From the outside, it looks like the US auto industry has crafted a deal with Trump — and is also looks as if the deal strongly favours their interests, at Trump’s expense. Obviously, it remains to be seen how it will all shake out, and Trump isn’t doing auto executives any favours by charging forward with his immigration ban and forcing CEOs and companies to issues official statements on the order.
But there’s a larger problem that could make trouble for automakers, especially as they head into a US sales downturn over the next 12 to 18 months.
Buying or leasing a car or truck is all about confidence — specifically, it’s about confidence in the future. A person who buys a new vehicle and spends on average over $33,000 is a person who feels optimistic about the next few years. He or she needs to know that they economy will be stable enough to support the employment that yields the income that goes toward the payments.
The auto industry has also begun to increasingly stress its role is a truly exciting future for humanity, it terms of the transformation of mobility that’s currently underway. Fresh off two meetings with Trump, Mark Fields visited Business Insider’s New York office and repeated his view that the company is looking more than a decade into the future when considering its destiny, its business strategies, and its responsibilities to society.
A less bright future?
Car companies have always trafficked in futurism — they used to be famous for rolling out “dream cars” at auto shows — but now they’re embracing a more high-tech, change-the-world perspective.

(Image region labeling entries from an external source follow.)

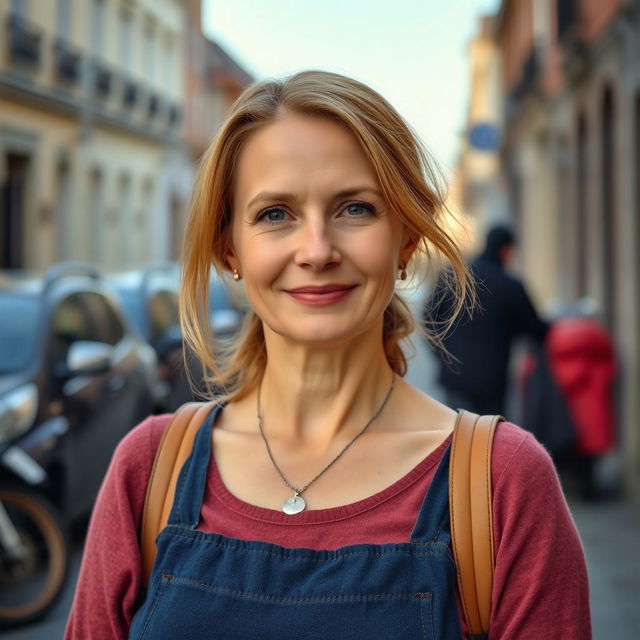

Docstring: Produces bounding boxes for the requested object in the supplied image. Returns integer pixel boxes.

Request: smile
[285,284,357,306]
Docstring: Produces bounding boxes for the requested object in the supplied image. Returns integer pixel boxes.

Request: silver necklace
[257,373,396,516]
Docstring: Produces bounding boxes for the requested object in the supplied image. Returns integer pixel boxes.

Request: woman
[66,72,590,640]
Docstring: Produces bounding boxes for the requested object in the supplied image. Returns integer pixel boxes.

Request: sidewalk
[570,500,640,640]
[407,312,640,640]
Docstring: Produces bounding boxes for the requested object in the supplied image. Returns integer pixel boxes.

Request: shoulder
[492,422,568,533]
[492,421,555,486]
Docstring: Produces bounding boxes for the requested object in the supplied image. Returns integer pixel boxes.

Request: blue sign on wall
[469,122,500,151]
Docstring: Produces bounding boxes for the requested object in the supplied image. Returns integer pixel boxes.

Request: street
[3,322,640,640]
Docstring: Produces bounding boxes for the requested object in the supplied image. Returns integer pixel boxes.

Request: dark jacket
[424,248,548,397]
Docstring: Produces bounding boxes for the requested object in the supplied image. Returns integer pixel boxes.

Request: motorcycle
[0,388,69,628]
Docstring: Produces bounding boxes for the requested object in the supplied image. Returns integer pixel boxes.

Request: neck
[255,328,393,448]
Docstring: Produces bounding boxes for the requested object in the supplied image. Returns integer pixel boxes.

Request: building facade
[0,0,189,268]
[495,0,640,496]
[458,16,509,241]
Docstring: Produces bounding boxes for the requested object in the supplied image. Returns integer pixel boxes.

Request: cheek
[357,229,399,274]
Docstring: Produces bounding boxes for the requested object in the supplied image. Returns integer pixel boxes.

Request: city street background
[0,0,640,640]
[3,308,640,640]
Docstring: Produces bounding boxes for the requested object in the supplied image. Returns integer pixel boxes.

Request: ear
[400,229,419,264]
[224,242,240,271]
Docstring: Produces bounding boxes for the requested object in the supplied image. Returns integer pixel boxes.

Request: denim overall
[129,407,462,640]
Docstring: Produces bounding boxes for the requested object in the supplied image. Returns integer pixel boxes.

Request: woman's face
[229,115,413,343]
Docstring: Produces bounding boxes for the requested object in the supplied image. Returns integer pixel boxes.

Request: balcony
[53,38,81,83]
[122,78,138,109]
[7,13,42,67]
[93,60,113,98]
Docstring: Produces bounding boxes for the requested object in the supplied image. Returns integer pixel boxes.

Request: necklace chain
[257,373,396,497]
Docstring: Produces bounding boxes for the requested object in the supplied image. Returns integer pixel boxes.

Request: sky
[202,0,500,175]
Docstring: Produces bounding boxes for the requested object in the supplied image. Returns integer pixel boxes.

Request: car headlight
[0,384,38,444]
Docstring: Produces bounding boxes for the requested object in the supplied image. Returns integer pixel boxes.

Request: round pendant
[282,496,307,516]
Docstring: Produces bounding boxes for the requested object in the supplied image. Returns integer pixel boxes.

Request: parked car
[0,264,157,626]
[109,264,194,413]
[109,263,243,412]
[209,269,244,340]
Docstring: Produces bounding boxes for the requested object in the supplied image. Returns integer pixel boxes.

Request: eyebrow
[247,186,384,208]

And, crucially, asking their employees, dealers, and customers to come along for the ride.
Just about two weeks into governing, however, the Trump administration is starting to show a big crack between its generally good relationship with the business community and its rapidly degrading relationship with everyone else. Some companies are getting caught in the middle; Silicon Valley CEOs had to rush to condemn the executive order banning Syrian refugees from entering the US, as well as immigrants from a list of predominantly Muslim countries.
We could have seen this coming. Getting cosy with business is a Republican thing to do — nothing unusual there. But many of Trump’s other moves have been politically incendiary. This is bad because the last thing that the pro-business GOP wants is for millions of customers to think that everything is going to pieces, and fast.

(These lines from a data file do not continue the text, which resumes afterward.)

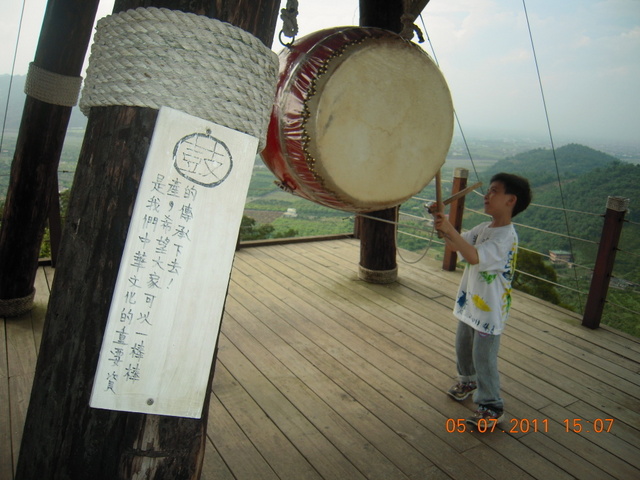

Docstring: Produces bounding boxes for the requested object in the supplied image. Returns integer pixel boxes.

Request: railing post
[582,197,629,328]
[442,168,469,272]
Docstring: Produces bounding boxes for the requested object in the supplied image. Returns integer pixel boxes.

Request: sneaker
[467,405,504,427]
[447,382,478,402]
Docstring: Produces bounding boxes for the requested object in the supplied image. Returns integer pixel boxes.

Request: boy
[434,173,531,426]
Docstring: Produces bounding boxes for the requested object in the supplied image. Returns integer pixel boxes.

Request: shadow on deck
[0,240,640,480]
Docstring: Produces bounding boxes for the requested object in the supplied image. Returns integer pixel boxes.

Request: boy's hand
[429,203,455,236]
[433,212,455,237]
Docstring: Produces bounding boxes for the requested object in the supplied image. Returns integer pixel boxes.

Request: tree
[513,249,561,305]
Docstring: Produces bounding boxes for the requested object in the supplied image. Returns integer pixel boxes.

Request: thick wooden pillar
[16,0,279,480]
[582,197,629,328]
[0,0,98,314]
[442,168,469,272]
[356,0,403,283]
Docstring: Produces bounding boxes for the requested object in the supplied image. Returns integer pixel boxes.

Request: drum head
[263,27,453,211]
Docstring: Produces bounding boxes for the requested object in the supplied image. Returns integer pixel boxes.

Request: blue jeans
[456,322,504,410]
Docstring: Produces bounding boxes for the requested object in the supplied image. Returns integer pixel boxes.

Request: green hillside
[464,144,640,336]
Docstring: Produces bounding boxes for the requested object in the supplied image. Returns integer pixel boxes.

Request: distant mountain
[465,144,640,282]
[485,143,620,187]
[0,74,87,130]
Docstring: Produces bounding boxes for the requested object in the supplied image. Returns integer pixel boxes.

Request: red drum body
[262,27,453,212]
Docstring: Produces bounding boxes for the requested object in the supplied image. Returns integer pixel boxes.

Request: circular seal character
[173,131,233,188]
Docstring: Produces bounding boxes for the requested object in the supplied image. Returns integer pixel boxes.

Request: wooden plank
[540,405,640,478]
[214,334,366,480]
[521,432,615,480]
[207,380,278,480]
[213,364,321,480]
[200,436,236,480]
[567,401,640,469]
[238,246,584,478]
[31,266,55,354]
[229,288,484,473]
[269,244,576,407]
[0,317,13,478]
[5,312,37,378]
[9,374,33,472]
[220,317,416,479]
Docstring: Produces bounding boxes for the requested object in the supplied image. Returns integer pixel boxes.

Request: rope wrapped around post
[24,62,82,107]
[80,8,278,150]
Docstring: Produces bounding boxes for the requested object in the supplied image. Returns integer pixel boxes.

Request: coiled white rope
[24,62,82,107]
[80,8,278,150]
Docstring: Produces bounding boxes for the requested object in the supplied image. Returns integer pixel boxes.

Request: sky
[0,0,640,147]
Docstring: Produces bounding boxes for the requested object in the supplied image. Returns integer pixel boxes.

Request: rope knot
[400,13,424,43]
[279,0,298,46]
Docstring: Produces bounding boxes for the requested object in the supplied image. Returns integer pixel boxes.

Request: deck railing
[398,169,640,334]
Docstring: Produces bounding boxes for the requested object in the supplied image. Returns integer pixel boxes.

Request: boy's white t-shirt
[453,222,518,335]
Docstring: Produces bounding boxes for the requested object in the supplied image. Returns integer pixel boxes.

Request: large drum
[262,27,453,212]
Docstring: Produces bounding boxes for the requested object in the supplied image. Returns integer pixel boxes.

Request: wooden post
[582,197,629,328]
[16,0,280,480]
[442,168,469,272]
[355,0,403,283]
[0,0,98,311]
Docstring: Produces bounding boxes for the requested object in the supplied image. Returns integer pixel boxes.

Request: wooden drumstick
[427,182,482,213]
[436,170,444,238]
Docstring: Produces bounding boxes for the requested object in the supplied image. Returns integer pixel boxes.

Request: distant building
[549,250,573,268]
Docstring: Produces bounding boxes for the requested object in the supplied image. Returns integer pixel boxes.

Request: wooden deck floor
[0,240,640,480]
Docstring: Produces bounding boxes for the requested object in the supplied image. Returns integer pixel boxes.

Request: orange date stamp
[445,418,614,434]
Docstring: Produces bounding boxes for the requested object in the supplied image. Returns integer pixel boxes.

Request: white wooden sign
[90,107,258,418]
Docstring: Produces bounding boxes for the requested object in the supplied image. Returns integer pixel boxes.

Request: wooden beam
[0,0,98,314]
[582,197,629,328]
[16,0,279,480]
[356,0,403,283]
[442,168,469,272]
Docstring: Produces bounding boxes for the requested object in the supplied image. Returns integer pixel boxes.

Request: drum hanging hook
[278,0,298,48]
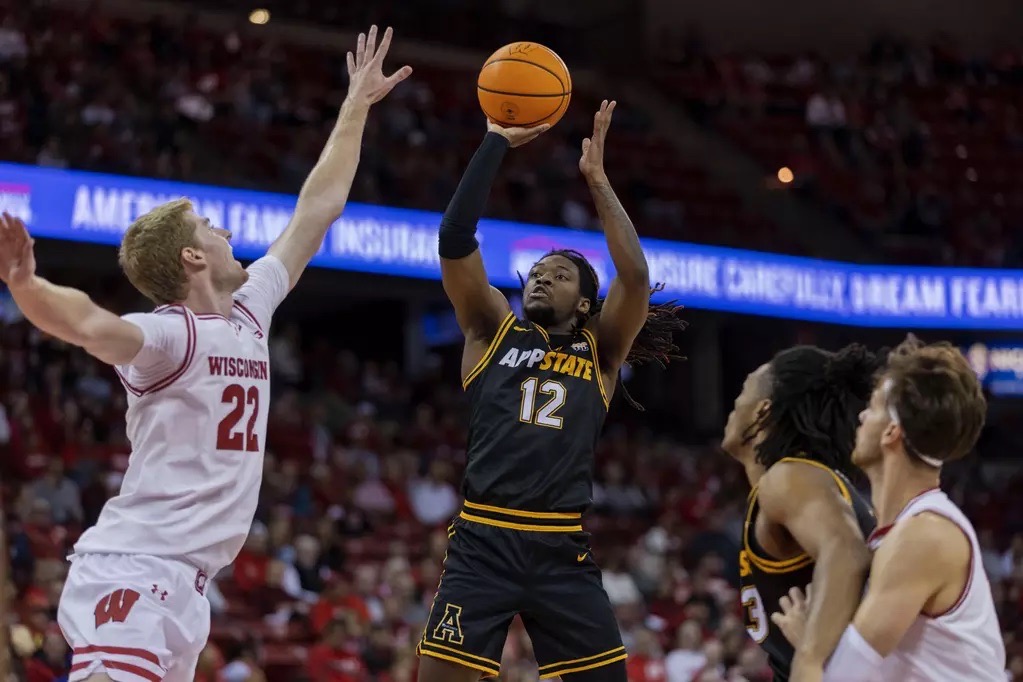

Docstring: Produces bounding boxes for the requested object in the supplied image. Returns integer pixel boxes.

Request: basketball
[476,43,572,128]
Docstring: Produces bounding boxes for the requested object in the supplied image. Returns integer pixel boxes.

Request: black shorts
[417,518,626,679]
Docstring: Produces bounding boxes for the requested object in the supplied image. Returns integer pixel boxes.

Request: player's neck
[866,454,940,527]
[740,452,767,488]
[181,281,234,317]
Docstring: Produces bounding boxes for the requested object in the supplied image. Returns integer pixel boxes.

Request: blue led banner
[0,164,1023,329]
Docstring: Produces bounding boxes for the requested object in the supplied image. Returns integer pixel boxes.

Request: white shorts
[57,554,210,682]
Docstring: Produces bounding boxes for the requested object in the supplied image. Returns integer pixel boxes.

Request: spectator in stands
[664,621,707,682]
[626,628,668,682]
[306,618,368,682]
[408,459,458,527]
[32,457,84,525]
[25,625,71,682]
[218,637,265,682]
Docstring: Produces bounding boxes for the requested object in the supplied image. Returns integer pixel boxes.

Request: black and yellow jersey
[739,457,876,682]
[462,313,608,531]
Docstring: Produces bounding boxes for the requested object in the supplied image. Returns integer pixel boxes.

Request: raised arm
[757,462,871,681]
[268,26,412,287]
[0,213,144,365]
[437,123,549,347]
[579,100,650,374]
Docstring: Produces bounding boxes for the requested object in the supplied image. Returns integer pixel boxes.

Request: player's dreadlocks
[744,344,888,474]
[520,248,688,411]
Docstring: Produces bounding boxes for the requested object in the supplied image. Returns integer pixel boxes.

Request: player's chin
[522,299,554,324]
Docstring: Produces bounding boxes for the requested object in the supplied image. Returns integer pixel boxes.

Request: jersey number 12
[519,376,568,428]
[741,585,769,644]
[217,383,259,452]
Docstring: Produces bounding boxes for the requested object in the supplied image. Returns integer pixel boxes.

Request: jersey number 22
[217,383,259,452]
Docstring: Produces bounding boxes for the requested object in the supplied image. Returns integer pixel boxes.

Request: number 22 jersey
[75,256,290,576]
[739,457,877,682]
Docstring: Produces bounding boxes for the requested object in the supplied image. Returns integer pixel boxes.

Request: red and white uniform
[58,256,290,682]
[870,488,1006,682]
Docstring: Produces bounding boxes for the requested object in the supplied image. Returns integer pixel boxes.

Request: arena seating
[0,0,1023,682]
[656,39,1023,267]
[0,0,781,255]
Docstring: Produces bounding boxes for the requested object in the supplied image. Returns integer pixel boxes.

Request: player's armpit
[10,276,143,365]
[853,513,970,656]
[234,254,294,333]
[589,181,650,372]
[441,249,512,343]
[757,462,871,670]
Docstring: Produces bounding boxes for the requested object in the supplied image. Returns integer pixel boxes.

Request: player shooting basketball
[418,101,683,682]
[771,337,1006,682]
[722,346,884,682]
[0,27,411,682]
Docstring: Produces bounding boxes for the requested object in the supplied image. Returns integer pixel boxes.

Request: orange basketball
[476,43,572,128]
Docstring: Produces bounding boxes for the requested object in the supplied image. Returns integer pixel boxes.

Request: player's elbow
[616,257,650,292]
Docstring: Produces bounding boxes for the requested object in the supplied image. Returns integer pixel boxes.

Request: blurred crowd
[0,308,1023,682]
[656,33,1023,267]
[0,0,786,249]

The auto industry will feel this acutely. If you’re angry or scared, and you aren’t sure what’s going in Washington, you may hold off on committing to new car payments for five or more years. Consumer sentiment is called that for a reason.
A downturn is coming
The automakers also know that although sales in the US are continuing to boom, setting records two years in a row, they will decline at some point. In that environment, customers don’t need unexpected reasons to not buy.

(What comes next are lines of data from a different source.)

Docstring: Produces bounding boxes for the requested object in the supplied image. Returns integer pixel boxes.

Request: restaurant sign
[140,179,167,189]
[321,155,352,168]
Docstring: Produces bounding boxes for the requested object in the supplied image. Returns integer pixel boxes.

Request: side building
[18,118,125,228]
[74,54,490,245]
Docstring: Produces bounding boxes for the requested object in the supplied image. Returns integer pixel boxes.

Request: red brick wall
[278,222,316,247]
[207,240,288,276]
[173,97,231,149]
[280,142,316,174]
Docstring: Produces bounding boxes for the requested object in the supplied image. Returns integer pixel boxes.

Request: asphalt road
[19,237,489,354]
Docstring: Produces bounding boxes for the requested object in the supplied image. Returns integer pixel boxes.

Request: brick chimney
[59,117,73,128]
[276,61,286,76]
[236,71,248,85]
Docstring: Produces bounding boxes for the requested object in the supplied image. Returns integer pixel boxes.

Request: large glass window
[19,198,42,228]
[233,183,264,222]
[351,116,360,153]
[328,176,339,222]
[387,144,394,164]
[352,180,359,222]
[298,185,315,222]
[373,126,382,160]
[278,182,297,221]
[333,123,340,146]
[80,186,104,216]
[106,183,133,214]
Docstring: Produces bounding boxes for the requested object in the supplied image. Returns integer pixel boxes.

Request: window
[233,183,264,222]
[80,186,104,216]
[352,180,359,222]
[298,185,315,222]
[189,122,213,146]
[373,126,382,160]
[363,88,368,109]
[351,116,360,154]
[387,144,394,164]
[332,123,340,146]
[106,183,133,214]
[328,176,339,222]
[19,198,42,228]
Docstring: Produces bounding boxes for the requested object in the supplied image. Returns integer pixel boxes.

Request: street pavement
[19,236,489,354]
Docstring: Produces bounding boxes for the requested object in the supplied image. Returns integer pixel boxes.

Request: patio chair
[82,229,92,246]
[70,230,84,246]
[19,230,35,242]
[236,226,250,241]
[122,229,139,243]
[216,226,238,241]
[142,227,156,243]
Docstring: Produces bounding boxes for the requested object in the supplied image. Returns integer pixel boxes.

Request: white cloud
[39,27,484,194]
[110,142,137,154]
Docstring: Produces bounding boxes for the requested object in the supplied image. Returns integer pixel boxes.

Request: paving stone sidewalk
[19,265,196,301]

But Trump is backed into a corner here. By campaigning on a message that America was broken, he now has to cast his remedies in terms that will imagine pain and suffering. This is difficult because if you look at it by the numbers the US economy is at full employment, car sales are setting records, and the stock market is way, way up.
So ultimately, Trump’s messaging could hurt the automakers, who would very much like to see optimism run high for another year, bolstering sales and balance sheets alike. Unfortunately, the past two weeks have shown that they may not be able to envision a future that’s quite as bright as they need it to be.